Ideally, CPU time and network delay should make up >90% of the total time, with the sending overhead being small. Also, the network delay should be close to the observed ping delay. Otherwise, we have to investigate.

edit 2025-01-02, adding the diagram

         Poke called    <----------------------------------------
                |                                               ^ 
                |   (poke_delay)                                | 
                V                                               | 
  Poke returns Action::SendPrivate                              | 
                |                                               | 
                |   (client_send_delay)                         | 
                V                                               | 
      HTTP Call starts                                          | repeat until done
                |                                               | protocol_time = the total delay of all rounds
                |   (HTTP delay)                                | 
                V                                               | 
      HTTP response arrived                                     | 
                |                                               | 
                ------------------------------------------------| 

[jakmeier]

These are just my suggestions, other ideas for useful metrics are, of course, welcome!

[volovyks]

yes, protocol time exists, but it may need some unification:

For client_send_delay we have this:

Is it what you are referring to?

Message rounds per protocol invocation - I expect this to be static. But you never know.

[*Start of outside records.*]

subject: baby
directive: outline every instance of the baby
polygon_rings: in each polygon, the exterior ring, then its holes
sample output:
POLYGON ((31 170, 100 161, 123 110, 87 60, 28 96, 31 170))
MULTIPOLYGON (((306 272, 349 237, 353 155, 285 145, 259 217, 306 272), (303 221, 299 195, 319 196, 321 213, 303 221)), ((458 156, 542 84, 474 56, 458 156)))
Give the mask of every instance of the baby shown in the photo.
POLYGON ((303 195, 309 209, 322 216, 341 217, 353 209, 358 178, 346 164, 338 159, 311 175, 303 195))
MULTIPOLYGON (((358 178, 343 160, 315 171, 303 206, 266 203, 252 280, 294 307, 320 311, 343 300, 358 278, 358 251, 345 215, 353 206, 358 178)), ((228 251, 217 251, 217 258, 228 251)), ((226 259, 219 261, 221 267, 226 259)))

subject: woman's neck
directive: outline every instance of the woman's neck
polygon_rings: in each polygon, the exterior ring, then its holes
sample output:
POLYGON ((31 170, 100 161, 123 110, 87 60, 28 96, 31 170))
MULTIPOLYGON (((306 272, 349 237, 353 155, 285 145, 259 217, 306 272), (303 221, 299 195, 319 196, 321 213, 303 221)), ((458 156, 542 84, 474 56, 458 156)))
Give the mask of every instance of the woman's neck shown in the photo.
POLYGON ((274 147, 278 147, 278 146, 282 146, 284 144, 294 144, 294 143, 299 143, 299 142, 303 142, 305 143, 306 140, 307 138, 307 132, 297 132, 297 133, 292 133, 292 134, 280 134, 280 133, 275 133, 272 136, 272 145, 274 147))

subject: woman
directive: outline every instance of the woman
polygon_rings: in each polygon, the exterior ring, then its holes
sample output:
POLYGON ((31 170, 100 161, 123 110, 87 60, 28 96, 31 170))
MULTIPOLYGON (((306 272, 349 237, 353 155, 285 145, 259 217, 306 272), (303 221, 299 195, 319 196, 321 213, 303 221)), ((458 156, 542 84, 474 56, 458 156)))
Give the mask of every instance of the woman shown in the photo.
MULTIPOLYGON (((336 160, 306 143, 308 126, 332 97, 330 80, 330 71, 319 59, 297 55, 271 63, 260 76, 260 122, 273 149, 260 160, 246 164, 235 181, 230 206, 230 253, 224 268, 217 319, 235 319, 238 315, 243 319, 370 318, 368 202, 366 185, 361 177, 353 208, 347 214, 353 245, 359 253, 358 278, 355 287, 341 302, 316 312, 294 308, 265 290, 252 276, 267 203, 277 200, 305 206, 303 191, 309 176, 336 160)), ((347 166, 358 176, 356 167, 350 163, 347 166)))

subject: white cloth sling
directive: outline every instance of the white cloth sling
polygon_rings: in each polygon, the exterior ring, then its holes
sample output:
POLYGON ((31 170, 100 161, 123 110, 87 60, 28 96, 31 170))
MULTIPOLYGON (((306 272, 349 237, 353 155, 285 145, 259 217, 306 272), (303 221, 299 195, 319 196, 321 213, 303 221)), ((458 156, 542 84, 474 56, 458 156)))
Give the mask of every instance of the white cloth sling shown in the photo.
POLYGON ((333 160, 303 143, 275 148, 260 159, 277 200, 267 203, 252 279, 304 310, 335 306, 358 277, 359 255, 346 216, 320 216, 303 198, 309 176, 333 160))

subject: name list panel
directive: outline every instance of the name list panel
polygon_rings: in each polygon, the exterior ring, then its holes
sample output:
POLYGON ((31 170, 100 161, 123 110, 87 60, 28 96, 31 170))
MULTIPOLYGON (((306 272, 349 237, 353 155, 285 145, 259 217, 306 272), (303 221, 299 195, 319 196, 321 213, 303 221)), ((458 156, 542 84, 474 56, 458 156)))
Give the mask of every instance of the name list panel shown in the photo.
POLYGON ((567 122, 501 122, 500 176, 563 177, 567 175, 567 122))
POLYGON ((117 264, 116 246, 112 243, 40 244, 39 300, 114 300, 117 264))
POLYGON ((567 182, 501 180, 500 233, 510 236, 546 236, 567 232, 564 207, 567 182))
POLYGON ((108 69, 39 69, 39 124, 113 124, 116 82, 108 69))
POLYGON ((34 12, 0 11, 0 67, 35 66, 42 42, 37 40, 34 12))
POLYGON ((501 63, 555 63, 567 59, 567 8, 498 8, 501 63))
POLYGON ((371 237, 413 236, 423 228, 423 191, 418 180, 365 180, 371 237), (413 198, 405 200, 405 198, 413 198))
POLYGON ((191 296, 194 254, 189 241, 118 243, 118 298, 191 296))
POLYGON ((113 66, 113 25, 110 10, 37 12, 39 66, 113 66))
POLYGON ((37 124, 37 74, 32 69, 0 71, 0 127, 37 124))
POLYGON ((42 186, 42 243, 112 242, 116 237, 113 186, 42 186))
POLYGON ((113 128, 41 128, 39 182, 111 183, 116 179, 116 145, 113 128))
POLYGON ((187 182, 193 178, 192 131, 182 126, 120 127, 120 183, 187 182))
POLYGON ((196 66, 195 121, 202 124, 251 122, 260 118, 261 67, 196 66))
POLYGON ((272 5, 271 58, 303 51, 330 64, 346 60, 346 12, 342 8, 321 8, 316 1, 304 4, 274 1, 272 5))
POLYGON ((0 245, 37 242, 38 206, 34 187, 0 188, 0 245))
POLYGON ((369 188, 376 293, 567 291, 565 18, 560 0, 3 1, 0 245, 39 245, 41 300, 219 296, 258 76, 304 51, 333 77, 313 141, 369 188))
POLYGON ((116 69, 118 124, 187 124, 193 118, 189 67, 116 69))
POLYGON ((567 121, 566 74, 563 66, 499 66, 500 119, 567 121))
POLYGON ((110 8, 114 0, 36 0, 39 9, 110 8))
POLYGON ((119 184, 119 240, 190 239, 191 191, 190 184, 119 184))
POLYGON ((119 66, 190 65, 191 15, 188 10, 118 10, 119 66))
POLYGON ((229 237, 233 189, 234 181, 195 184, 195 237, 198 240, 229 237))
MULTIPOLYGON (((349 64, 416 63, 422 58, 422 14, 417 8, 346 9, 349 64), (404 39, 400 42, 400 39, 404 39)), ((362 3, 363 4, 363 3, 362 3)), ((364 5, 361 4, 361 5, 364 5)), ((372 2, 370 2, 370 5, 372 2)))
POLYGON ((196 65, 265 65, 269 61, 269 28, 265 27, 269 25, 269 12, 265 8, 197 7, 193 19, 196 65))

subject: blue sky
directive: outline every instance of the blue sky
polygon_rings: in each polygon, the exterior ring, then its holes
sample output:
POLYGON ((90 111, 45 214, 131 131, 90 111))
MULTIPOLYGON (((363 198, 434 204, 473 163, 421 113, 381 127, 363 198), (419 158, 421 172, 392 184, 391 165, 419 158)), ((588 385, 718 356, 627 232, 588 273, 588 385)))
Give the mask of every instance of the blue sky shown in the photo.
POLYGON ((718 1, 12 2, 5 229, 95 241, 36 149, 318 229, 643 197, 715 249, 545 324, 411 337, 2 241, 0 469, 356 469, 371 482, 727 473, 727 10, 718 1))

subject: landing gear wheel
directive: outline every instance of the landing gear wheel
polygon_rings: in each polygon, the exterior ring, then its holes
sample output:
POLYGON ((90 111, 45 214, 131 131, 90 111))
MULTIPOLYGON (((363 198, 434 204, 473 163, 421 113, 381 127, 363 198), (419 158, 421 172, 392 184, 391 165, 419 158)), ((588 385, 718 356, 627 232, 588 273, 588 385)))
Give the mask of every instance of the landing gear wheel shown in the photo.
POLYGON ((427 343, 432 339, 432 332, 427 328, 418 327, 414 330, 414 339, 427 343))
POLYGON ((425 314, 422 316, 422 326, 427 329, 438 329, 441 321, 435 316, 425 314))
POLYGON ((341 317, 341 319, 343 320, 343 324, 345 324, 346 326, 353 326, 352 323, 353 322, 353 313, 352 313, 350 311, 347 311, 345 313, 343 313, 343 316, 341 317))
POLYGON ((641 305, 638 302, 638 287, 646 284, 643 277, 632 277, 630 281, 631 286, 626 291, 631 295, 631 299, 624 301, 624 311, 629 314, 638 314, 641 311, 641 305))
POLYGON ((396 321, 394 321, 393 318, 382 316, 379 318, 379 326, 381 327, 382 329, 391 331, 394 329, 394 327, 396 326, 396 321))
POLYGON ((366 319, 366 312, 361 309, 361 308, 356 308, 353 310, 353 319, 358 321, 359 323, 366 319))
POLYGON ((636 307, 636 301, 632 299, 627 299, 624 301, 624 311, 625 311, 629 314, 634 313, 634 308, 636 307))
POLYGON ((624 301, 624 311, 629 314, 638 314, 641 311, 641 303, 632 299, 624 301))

Can you elaborate on Relative sending overhead? Is it Time spent on sending messages/Time spent on protocol in total?

Average network delay - if there are multiple rounds of sending messages, do you want to know the average time it takes to perform this operation?

[jakmeier]

Thanks for the detailed answer @volovyks !

I think the existing SEND_ENCRYPTED_LATENCY only covers the time for the actual HTTP call. This is an important number to know but also one that is hard to optimize, since it is mostly a result of the infrastructure connecting different nodes.

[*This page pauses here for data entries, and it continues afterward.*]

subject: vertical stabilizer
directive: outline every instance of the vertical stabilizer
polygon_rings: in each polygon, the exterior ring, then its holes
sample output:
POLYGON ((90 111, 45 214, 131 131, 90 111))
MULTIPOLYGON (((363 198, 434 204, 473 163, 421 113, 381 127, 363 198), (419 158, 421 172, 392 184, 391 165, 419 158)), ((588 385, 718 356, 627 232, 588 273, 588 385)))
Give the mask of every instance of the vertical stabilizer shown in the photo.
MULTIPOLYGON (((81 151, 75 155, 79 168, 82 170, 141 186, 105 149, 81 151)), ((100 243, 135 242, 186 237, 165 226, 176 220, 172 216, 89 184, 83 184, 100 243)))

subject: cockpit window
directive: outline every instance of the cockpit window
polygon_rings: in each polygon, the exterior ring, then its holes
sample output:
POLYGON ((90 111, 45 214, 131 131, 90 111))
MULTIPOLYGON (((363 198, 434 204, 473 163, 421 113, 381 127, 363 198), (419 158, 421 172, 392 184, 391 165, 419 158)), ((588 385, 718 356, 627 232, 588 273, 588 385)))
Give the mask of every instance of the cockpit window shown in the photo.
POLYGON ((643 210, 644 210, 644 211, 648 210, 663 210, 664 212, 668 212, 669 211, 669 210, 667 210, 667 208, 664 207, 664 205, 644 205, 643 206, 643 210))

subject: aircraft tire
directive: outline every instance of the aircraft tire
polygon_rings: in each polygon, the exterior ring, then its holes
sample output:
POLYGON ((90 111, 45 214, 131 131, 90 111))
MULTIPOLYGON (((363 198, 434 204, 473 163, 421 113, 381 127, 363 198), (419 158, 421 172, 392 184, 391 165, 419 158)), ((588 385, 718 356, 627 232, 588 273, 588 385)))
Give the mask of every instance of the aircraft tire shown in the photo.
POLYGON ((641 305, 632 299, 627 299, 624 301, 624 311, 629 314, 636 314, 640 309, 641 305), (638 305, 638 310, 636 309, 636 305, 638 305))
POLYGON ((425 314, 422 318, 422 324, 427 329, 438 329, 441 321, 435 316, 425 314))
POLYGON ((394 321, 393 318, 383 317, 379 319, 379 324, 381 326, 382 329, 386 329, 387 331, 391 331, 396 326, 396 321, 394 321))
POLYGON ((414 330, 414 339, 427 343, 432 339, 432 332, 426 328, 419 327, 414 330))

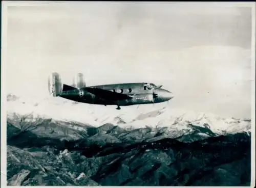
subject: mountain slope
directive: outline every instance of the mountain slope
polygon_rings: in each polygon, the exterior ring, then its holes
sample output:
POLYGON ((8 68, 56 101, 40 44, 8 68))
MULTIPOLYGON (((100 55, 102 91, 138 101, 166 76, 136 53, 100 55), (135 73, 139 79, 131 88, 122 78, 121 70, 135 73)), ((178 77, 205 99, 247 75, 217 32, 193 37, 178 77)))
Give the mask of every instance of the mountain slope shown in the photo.
POLYGON ((250 185, 250 120, 52 99, 8 99, 9 185, 250 185))

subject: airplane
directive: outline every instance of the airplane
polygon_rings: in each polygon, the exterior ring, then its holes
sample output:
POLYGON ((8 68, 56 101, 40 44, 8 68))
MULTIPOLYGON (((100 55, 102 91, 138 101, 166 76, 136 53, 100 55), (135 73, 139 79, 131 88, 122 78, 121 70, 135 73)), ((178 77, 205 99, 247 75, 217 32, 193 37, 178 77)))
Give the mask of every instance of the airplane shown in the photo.
POLYGON ((62 84, 59 74, 52 73, 48 89, 54 97, 89 104, 120 106, 153 104, 167 101, 174 97, 171 92, 150 83, 133 83, 87 87, 82 73, 79 73, 71 86, 62 84))

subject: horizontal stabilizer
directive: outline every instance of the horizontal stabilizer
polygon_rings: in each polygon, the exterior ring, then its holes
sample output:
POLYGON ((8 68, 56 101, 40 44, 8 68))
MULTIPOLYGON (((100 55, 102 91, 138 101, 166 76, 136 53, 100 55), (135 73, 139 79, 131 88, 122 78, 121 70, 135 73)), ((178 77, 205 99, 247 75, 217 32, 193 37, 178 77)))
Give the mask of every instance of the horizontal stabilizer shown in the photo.
POLYGON ((75 90, 75 89, 76 89, 76 88, 74 88, 73 87, 67 85, 66 84, 63 84, 63 85, 62 91, 74 90, 75 90))

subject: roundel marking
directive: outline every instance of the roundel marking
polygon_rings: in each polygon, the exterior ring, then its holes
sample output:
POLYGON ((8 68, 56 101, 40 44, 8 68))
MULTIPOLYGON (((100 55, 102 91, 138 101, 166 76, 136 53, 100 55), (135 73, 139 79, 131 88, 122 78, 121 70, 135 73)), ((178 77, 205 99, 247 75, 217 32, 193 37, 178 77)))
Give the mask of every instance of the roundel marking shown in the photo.
POLYGON ((78 95, 80 96, 80 97, 82 97, 83 95, 84 94, 84 92, 82 90, 80 90, 79 93, 78 93, 78 95))

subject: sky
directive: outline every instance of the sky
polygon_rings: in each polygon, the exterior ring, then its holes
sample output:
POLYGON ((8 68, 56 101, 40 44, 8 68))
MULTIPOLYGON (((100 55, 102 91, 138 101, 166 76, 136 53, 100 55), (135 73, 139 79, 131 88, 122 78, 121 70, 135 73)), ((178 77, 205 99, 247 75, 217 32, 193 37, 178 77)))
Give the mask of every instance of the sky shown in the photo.
POLYGON ((51 73, 69 84, 81 72, 87 86, 151 82, 174 108, 249 118, 251 8, 215 5, 9 6, 7 92, 45 97, 51 73))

I am actually more interested in every sender delay except the HTTP call itself. For example, how much time is lost inside the deque field of the MessageQueue is something we can actually optimize and could potentially be a big contributor to the overall latency. But it could also be that we spend more time waiting on a lock before we can even insert the message to the MessageQueue. Thus, I suggested to measure everything between "poke returns a message" and "message is now sent on the wire" as a separate metric.

Message rounds per protocol invocation - I expect this to be static. But you never know.

Probably, yes. But it seems we currently don't know this number and we need to know this number to understand if our observed protocol latency is reasonable or not.

Also, metrics that are not supposed to change can be valuable, as it is easy to spot when something goes wrong. For example, when nodes crash, maybe it takes extra rounds to resolve the issue.

Can you elaborate on Relative sending overhead? Is it Time spent on sending messages/Time spent on protocol in total?

Kind of. Instead of "Time spent sending messages" I would describe it as "Client overhead for sending messages". This is all the time spent on processing a send request by the cryptographic protocol, except the actual HTTP call. It's the overhead added by our client code that I want to know.

The motivation is to find on a high-level where most of the latency goes. For now, this will tell us if it is worth to optimize anything between "poke returns a message" and "message is on the wire". In the future, it will also be useful to triage performance issues in production when they happen, to quickly find out if the message sending component is the culprit.

Average network delay - if there are multiple rounds of sending messages, do you want to know the average time it takes to perform this operation?

No, my intention was to have a time per protocol invocation, not per message round. Maybe "network delay" is bad naming. I really mean the delay of everything that's not on the node collecting the metric. From a node's perspective in distributed systems, there are local delays and remote (or network) delays. That's what I meant.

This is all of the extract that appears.